Anticiper les cybermenaces
Mais les risques de cambriolage et de dégradation n’étaient pas les seuls encourus par les professionnels durant cette période. Un autre ennemi, tapi dans l’ombre du cyberespace, tentait par tous les moyens de profiter de la situation et de l’évolution brutale des pratiques, notamment de la généralisation du télétravail, qui n’avait pas été anticipée, et qui a entraîné des risques en matière de sécurité informatique, avec l’ouverture de portes dans les systèmes d’information.
« Dans le domaine judiciaire, la menace cyber est l’un des phénomènes qui s’est le plus développé avec la crise, confirme le colonel Éric Freyssinet, chef du pôle national de lutte contre les cybermenaces de la gendarmerie. Les cybercriminels ont notamment profité de la désorganisation du début pour multiplier les actions contre les entreprises, à travers la diffusion de logiciels malveillants ou de rançongiciels. Il était donc naturel que la gendarmerie renforce sa présence. Nous avons adopté une démarche d’anticipation, de détection des incidents cyber, d’investigation et de prévention à l’attention de ces acteurs, face aux différents types de menaces. »
Dès le début de la crise, la gendarmerie a ainsi multiplié les opérations de sensibilisation auprès des organismes exerçant leur activité dans des secteurs sensibles (santé, alimentation, logistique, textile…), à commencer par les pharmacies mais également auprès des collectivités territoriales et des élus locaux. « Il a très vite fallu les alerter sur les tentatives d’escroquerie dont elles pourraient faire l’objet, avec des sites vitrines créés spécifiquement et destinés à vendre frauduleusement des masques ou du gel hydro-alcoolique. »

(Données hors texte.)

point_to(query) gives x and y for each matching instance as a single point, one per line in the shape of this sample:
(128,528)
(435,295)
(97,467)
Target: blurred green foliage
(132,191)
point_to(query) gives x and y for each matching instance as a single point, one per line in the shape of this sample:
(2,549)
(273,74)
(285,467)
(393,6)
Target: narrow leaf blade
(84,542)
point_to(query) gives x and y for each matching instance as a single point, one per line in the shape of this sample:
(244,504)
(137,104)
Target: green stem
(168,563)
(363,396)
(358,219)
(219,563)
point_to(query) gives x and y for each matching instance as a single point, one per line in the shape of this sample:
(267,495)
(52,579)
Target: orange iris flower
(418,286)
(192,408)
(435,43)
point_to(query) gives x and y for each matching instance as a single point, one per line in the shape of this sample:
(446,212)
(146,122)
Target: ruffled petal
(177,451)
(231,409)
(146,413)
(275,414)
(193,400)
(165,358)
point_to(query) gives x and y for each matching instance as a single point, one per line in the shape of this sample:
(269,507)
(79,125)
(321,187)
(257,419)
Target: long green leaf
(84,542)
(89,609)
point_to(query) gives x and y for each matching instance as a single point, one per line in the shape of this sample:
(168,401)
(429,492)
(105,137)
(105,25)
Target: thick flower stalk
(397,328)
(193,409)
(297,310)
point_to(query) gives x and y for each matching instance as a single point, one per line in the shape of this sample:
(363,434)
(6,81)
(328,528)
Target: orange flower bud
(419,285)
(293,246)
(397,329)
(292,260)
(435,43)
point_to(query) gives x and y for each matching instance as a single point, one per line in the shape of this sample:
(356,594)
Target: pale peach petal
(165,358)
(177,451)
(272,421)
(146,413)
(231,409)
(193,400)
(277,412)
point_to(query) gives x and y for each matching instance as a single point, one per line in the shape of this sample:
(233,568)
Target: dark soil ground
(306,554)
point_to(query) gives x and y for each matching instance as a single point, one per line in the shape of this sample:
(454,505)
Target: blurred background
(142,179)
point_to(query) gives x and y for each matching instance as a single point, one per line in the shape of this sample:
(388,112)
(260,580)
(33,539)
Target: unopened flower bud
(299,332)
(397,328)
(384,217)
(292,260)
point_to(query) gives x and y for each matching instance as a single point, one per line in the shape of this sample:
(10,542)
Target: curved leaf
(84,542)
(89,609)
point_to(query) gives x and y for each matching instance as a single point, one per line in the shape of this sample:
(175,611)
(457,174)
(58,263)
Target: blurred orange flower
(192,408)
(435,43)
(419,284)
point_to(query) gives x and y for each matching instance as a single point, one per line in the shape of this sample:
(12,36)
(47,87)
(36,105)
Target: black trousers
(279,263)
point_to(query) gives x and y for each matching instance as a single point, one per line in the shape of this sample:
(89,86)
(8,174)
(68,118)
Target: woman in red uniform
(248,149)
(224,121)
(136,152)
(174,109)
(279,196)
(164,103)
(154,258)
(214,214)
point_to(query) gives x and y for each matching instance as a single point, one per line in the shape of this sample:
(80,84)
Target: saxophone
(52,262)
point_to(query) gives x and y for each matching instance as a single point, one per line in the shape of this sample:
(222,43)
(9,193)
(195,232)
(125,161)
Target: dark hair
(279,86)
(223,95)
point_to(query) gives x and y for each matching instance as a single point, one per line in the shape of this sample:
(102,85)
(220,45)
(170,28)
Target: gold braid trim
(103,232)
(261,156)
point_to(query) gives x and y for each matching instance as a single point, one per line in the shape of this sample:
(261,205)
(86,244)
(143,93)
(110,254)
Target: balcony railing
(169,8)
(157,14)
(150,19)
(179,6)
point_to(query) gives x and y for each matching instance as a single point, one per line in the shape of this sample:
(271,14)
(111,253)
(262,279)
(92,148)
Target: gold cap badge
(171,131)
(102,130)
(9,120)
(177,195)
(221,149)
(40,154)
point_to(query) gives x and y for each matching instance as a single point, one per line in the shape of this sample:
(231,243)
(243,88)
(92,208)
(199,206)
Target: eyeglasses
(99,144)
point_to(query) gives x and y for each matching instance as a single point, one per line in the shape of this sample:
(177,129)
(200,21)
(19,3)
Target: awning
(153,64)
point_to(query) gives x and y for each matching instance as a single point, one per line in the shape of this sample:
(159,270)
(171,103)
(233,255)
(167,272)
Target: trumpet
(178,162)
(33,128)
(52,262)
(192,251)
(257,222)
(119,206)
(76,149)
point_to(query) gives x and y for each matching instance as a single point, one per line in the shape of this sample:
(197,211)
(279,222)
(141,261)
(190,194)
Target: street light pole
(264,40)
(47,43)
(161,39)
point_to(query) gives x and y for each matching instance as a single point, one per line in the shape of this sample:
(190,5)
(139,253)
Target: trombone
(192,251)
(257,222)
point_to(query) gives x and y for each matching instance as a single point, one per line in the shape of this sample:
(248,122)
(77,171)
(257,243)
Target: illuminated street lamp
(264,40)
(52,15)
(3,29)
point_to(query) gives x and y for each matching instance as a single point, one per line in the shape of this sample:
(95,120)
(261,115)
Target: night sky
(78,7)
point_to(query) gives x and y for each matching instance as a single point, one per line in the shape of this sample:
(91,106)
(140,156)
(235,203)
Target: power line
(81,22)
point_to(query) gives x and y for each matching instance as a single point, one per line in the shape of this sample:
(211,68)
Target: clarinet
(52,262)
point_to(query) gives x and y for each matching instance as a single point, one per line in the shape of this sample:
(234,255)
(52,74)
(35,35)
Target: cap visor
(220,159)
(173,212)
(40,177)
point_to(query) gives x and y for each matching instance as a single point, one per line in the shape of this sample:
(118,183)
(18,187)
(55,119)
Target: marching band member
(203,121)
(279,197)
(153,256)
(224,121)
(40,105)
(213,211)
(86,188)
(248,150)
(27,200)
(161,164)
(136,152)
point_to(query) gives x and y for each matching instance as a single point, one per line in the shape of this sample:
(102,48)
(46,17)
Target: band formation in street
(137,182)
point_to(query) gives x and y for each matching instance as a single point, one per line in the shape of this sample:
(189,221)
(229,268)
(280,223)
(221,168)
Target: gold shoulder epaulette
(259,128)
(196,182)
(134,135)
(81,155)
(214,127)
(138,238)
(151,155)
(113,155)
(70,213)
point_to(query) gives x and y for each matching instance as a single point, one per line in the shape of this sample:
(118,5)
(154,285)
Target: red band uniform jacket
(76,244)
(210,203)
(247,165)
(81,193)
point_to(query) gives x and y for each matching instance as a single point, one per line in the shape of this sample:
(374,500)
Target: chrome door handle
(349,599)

Les conseils de base ont été rappelés, notamment les moyens mis en place pour se faire aider : Perceval pour les fraudes à la carte bancaire et le portail cybermalveillance.gouv.fr. La gendarmerie a d’ailleurs décidé d’ouvrir plus rapidement que prévu, dès le 20 avril, un canal à destination des professionnels, entre la Brigade numérique et la plateforme cybermalveillance.gouv.fr, gérée par le groupement d’intérêt public Acyma.
« C’est un projet sur lequel nous travaillions déjà avant le déclenchement de la crise et qui a toute sa place dans l’accompagnement des victimes professionnelles, précise le colonel Freyssinet. Il nous est apparu important d’exploiter la spécificité du contact numérique, d’autant plus dans cette crise, où l’on cherchait à éviter les contacts physiques non nécessaires. »
Dans la même logique, la gendarmerie a proposé des webinaires, en partenariat avec les chambres de commerce et d’industrie, pour accompagner les entreprises à se protéger de ces cybermenaces. À l’instar de celui réalisé par l’adjudant-chef Manuel Canada, de la brigade départementale de renseignements et d’investigations judiciaires de l’Aube, sur la thématique de la protection des systèmes informatiques des TPE, toujours accessible sur le site de la CCI Troyes et Aube et sur le réseau Youtube.
De plus, la gendarmerie a également proposé aux élus locaux (députés, sénateurs, mairies, etc.) des rencontres par visioconférence avec les acteurs de la prévention : référent sûreté, enquêteur NTECH, militaire spécialiste SIC. Ces entretiens ont été l’occasion de diffuser des conseils de prévention contre les cybermenaces, dont peuvent être victimes les parlementaires.
Au 8 juillet, 47 802 opérations de prévention et de contact cyber avaient été réalisées par le pôle national de lutte contre les cybermenaces au profit d’élus locaux, d’entreprises, de laboratoires, d’hôpitaux et de pharmacies ; 1 214 incidents cyber avaient été traités et 489 enquêtes judiciaires ouvertes.